A farmer from Wilmot Township is joining his neighbours in pushing back against plans by the region to buy 770 acres (about 312 hectares) of their land.

Adam van Bergeijk has owned and lived on Mountainoak dairy farm with his family in Wilmot Township since 1996. Now, he's in danger of being forced to sell about a third of his farm to the regional government, which has not provided much information about what it would to with the land after purchasing it.

"I don't know where we can get land and we need it to feed our cows," he said.

"Can we [grow] crop this year? When is it all going to happen? We don't know."

WATCH | Dairy farmer speaks on 'insecurity' of not knowing whether he'll lose a chunk of land: 

This Wilmot farmer could lose almost a third of his property to land expropriation

1 month ago
Duration 3:38
The region's controversial plan to buy farmland in Wilmot Township is raising concerns for farmers who will be directly impacted by potential land expropriation. Adam van Bergeijk of Mountainoak Farm says he could lose almost a third of his dairy farm, which is currently home to 600 cows. He is among six landowners and many more advocates who are calling for the lands not to be expropriated by the regional government. The Region of Waterloo has said the land is needed for future industrial use.

He said much of the information is being kept behind closed doors and it's making farmers worried about the long-term health of their farms.

The Region of Waterloo has said the land is needed for future industrial use.

"It would be nice to know what is going on ... because if there is a big factory with all kind of possible pollution or stray voltage, we don't know what's coming."

Van Bergeijk is among six landowners and several advocates calling for the lands not to be expropriated by the regional government.

man stands with cheese wheels
Van Bergeijk has owned and lived on Mountainoak dairy farm with his family in Wilmot Township since 1996. The family sells a number of dairy products, including milk, quark and cheese. (Aastha Shetty/CBC)

Chambers of commerce show region support

A group made up of presidents of local chambers of commerce, economic development, Communitech and Explore Waterloo Region have penned an open letter supporting the Region of Waterloo's plans to purchase farmland in Wilmot Township for an industrial project.

The group, dubbed BESTWR, wrote in its April 5 letter that "this is a critical time" in the region "that requires bold action."

Ian McLean, chair of BESTWR and also president and CEO of the Greater Kitchener-Waterloo Chamber of Commerce, said the land is needed because without it the region could miss out on opportunities to grow.

I just question the methodology and the process with all of this and the uprooting.
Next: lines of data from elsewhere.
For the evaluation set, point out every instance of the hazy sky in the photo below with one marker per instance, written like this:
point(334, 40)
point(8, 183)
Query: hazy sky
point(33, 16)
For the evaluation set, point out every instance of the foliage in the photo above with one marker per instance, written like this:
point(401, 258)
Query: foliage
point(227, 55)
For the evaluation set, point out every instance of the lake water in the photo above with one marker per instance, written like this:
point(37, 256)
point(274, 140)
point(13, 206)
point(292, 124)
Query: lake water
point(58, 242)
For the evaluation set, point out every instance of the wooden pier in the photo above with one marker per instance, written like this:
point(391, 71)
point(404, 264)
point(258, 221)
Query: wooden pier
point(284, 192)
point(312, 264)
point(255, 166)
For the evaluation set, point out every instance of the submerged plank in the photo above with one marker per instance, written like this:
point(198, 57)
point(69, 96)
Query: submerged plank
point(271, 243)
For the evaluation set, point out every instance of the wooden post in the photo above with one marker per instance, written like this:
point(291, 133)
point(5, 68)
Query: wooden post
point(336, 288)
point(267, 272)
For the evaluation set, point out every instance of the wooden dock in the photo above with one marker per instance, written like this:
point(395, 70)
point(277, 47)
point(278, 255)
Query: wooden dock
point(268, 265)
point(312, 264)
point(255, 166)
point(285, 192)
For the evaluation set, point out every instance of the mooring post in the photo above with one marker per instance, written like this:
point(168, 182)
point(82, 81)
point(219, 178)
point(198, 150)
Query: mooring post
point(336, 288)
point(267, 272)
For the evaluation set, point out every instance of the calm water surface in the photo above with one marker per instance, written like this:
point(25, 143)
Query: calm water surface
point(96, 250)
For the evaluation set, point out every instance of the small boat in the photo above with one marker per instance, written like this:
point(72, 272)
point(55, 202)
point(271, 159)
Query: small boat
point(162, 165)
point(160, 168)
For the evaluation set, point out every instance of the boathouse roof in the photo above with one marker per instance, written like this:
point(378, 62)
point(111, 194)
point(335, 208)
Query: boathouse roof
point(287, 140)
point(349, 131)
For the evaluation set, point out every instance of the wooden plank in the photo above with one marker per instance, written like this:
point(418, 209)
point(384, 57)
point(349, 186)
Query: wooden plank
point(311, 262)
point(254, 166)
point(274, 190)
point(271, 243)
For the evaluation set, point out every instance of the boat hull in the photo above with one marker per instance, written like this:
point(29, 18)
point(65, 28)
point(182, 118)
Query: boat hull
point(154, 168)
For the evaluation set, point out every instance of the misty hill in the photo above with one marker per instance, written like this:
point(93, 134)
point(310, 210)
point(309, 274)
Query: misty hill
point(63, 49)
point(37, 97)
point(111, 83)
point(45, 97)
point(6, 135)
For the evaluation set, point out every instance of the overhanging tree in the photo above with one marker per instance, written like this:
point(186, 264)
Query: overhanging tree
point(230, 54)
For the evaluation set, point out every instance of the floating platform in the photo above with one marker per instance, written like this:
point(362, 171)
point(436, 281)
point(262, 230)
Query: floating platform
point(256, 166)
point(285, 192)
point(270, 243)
People's livelihoods are at stake in this.- Jeff Donkersgoed, Waterloo Regional Labour Council

One opportunity McLean pointed to was Maple Leaf Foods, which in 2012 announced it would build its newest facility in Hamilton.

"We lost our Schneiders plants here in Waterloo region because we were not co-ordinated and we did not have one site that was suitable for what Maple Leaf Foods was looking for," he said.

CBC News reached out to Schneiders to confirm the reasons their new facility was not built in Waterloo region, but the company declined to comment on the specifics.

The letter was also signed by the CEOs of the Waterloo Region Economic Development Corporation, the Cambridge Chamber of Commerce, Explore Waterloo Region and Communitech.

Advocates push back

Landowners and farmers have started a petition on the website Change.org that now has more than 28,800 signatures. They have also appeared before regional and township councils and have held local meetings with MPPs.

Jeff Donkersgoed, first vice-president of the Waterloo Regional Labour Council, also wrote an open letter to regional chair Karen Redman earlier this month saying the situation needs to be more open.

"I totally get that we want industry to come to Waterloo region, good sustainable jobs. It's something as a labour council we definitely want," he said.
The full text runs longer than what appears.